Angleton rose through US wartime OSS intelligence to become director of CIA's powerful counterintelligence division. He was extremely close during the 1950's to the senior British MI6 intelligence officer, Kim Philby, who headed up British intelligence in Washington and was the nexus of Anglo-American intelligence operations.
The charming, brainy Philby fed Angleton a steady stream of disinformation and lies. Angleton fell totally under Philby's spell; some intelligence sources hinted at an even more intimate relationship, though no proof has ever emerged. Whatever the case, Philby used Angleton and made a complete fool of him.
In 1963, Philby defected to Moscow after being finally unmasked as a high-level KGB agent by a Russian defector. By then, the damage was done. Philby's treachery inflicted huge damage on US and British intelligence, nearly bringing the demoralized MI6 to its knees.
Philby's betrayal, so brilliantly captured in semi-fictional form by the writer John le Carré in Tinker, Tailor, Soldier, Spy and Smiley's People, caused something to snap in Angleton's tormented brain — just as the 9/11 attacks appear to have transformed Dick Cheney from a capable but colorless, mostly apolitical senior bureaucrat into an ardent militarist, sword-bearer of America's far right, and soul-mate of Israel's rightwing Likud Party.
By the late 1960's, the brilliant, eccentric, Angleton, whose job was to find enemy agents within US intelligence, had became deeply disturbed and paranoid. Angleton trusted no one. He came to believe genuine Soviet defectors were KGB plants, and KGB plants legitimate defectors. He also become an active "asset" or at least very close ally of Israel's Mossad, and a champion of Israel's cause in Washington.
On orders of President Lyndon Johnson, Angleton unleashed notorious operation "CHAOS" that conducted highly illegal CIA surveillance of American anti-war and civil rights groups. He accused FBI of being infested by Soviet moles and blocked CIA-FBI cooperation.
By the 70's, Angleton was seeing enemy spies everywhere. He suspected Henry Kissinger, and accused Canadian prime ministers Lester Pearson and Pierre Trudeau of being Soviet agents. He claimed Britain's PM Harold Wilson, Sweden's PM Olof Palme, and Germany's chancellor Willy Brandt were also KGB agents.
Angleton's galloping paranoia caused him to believe CIA was filled with Soviet moles. Similarly, Cheney concluded today's CIA is unreliable, filled with "defeatists" and "Arabists," and could not be trusted with national security. Cheney and old ally Donald Rumsfeld created two "special" intelligence offices in the Pentagon linked to Israeli intelligence designed to bypass CIA and feed the White House and Congress bogus reports justifying invading Iraq and waging the so-called "war on terrorism."
Angleton created his own internal intelligence unit within the agency that spied on its co-workers and fed his growing dementia. Agency morale collapsed. This period of fierce mutual suspicions, snooping on employees, double or triple agents, and ruined careers became aptly known as "a wilderness of mirrors."

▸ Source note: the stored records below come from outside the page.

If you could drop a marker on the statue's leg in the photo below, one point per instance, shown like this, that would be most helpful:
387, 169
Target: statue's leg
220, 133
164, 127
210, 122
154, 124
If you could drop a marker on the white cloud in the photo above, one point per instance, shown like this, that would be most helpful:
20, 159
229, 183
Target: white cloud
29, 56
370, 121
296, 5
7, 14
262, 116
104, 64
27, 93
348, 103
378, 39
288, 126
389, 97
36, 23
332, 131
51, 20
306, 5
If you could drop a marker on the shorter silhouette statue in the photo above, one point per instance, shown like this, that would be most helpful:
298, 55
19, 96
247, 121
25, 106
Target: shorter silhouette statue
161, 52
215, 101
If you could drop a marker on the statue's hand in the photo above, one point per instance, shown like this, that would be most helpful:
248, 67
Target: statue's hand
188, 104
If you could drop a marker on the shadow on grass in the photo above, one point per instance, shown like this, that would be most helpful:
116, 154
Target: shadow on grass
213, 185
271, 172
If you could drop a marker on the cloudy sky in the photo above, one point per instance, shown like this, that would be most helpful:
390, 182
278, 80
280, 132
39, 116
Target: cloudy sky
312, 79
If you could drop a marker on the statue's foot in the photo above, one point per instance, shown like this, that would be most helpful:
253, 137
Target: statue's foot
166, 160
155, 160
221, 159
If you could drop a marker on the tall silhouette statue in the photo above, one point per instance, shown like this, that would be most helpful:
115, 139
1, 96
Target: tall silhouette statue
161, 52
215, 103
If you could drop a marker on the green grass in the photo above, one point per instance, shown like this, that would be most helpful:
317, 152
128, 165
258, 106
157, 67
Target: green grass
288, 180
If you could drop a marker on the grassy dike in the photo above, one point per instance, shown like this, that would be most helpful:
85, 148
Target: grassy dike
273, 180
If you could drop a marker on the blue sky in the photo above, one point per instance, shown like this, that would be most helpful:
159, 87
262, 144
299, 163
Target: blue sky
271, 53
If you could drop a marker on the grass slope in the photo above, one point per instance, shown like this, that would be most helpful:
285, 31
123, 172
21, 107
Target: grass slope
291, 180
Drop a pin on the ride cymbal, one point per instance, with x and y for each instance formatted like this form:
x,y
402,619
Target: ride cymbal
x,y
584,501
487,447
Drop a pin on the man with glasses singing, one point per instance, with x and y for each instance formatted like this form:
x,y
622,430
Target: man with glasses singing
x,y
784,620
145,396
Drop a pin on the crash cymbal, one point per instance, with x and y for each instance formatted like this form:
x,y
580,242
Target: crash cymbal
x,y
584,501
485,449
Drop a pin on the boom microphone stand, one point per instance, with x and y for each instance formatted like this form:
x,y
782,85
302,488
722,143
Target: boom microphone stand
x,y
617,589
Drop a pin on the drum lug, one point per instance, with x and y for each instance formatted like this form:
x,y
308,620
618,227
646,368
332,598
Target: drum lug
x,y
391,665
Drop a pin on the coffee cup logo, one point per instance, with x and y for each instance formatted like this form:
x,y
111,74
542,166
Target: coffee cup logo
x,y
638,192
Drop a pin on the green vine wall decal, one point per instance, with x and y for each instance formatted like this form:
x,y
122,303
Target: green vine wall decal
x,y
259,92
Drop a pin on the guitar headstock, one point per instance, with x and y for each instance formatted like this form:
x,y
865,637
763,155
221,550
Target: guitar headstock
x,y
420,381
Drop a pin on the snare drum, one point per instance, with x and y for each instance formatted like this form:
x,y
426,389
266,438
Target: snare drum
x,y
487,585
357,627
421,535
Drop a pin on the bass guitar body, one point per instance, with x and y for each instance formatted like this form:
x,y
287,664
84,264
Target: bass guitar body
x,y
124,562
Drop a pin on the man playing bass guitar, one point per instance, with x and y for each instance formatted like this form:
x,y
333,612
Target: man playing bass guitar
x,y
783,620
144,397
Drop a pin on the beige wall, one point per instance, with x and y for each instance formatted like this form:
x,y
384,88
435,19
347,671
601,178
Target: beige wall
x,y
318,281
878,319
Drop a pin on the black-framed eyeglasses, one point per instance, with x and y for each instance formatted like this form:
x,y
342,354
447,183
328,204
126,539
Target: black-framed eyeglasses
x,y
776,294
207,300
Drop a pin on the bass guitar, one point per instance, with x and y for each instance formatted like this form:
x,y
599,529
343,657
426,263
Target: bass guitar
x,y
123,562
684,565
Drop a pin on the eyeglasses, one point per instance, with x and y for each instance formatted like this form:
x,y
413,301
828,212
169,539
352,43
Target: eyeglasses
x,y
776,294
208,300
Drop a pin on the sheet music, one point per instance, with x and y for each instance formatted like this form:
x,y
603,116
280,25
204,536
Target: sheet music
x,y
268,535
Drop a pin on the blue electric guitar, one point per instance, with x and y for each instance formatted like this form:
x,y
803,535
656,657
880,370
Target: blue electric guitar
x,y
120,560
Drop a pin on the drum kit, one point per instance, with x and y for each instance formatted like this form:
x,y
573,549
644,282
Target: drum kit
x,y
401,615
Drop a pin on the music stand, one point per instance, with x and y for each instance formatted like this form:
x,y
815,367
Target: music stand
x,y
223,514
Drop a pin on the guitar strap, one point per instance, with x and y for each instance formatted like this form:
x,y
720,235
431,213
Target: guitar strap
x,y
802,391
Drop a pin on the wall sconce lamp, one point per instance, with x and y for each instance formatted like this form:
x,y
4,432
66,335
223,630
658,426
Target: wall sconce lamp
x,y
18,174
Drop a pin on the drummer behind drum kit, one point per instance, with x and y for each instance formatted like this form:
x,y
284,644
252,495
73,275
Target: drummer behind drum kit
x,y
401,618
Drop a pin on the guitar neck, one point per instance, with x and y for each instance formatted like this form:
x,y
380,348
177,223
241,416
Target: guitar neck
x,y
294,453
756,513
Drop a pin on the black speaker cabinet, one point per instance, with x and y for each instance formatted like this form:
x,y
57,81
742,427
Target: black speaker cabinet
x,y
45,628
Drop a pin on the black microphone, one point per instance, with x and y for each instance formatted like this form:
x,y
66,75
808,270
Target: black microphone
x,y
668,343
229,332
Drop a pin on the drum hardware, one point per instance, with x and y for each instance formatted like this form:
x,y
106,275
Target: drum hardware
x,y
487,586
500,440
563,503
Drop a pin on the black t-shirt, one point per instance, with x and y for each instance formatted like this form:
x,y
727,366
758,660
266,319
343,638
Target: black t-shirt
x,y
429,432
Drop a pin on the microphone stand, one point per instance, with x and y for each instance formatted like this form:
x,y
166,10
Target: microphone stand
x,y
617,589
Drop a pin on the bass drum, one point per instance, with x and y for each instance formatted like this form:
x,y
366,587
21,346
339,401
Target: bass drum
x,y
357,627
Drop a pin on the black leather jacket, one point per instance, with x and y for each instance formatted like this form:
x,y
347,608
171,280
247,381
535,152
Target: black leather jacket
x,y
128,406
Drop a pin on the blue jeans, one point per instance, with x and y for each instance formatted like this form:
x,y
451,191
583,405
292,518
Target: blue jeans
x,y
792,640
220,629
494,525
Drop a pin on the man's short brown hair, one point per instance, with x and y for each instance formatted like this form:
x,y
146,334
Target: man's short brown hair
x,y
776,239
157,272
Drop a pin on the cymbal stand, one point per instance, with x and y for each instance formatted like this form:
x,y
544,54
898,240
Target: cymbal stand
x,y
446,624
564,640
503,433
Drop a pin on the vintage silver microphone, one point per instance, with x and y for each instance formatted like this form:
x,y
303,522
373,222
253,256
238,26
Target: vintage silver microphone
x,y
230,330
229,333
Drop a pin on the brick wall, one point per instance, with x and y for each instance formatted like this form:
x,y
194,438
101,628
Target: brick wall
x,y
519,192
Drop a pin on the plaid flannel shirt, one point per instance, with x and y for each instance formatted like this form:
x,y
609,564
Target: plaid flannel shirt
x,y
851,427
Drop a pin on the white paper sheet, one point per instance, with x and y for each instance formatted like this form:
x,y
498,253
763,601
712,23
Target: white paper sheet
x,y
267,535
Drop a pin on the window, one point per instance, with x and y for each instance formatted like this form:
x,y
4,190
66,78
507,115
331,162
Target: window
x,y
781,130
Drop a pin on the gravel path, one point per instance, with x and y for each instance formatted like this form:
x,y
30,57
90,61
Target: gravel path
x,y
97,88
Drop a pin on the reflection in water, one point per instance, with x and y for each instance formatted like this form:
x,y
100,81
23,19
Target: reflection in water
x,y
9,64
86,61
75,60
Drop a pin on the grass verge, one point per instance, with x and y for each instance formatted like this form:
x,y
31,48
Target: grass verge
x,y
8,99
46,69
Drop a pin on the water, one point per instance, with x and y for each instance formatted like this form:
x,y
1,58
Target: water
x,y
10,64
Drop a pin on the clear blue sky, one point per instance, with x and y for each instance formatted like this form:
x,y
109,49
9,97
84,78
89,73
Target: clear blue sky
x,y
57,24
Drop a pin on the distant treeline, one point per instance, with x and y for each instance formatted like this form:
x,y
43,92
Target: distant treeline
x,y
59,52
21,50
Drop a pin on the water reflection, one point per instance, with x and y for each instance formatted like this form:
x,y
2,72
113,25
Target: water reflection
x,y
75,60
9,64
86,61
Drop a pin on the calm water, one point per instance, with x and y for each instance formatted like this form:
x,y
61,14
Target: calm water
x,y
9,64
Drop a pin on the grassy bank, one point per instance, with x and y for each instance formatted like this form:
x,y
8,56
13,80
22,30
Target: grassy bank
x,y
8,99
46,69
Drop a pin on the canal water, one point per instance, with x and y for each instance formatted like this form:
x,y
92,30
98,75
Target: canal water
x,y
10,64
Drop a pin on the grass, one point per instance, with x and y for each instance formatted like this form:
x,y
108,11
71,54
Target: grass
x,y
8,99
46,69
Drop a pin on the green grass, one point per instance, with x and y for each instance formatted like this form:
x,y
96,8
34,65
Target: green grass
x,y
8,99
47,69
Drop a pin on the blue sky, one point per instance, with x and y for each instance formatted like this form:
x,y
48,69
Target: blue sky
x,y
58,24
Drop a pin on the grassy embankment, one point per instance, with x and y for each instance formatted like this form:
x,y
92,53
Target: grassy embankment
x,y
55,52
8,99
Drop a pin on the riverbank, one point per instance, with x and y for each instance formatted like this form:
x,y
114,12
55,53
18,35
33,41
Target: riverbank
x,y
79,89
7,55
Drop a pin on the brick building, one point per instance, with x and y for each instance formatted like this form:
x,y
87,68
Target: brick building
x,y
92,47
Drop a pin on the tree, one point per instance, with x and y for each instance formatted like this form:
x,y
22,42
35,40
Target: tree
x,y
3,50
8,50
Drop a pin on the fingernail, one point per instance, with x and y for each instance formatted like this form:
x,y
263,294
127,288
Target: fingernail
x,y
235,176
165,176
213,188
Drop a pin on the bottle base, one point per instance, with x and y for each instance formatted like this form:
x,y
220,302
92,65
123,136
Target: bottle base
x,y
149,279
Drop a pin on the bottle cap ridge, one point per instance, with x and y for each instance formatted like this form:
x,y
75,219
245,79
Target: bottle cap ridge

Angleton, a hero of America's hard right, kept warning the White House the Soviets were about to attack. In 1974, the mentally unstable Angleton was forced to retire, having nearly wrecked CIA and severely damaged relations with key US allies.
Now, many in official Washington are worrying about how to retire the increasingly paranoid figure of Vice President Cheney, who, like Angleton, appears to have lost touch with reality in a wilderness of mirrors.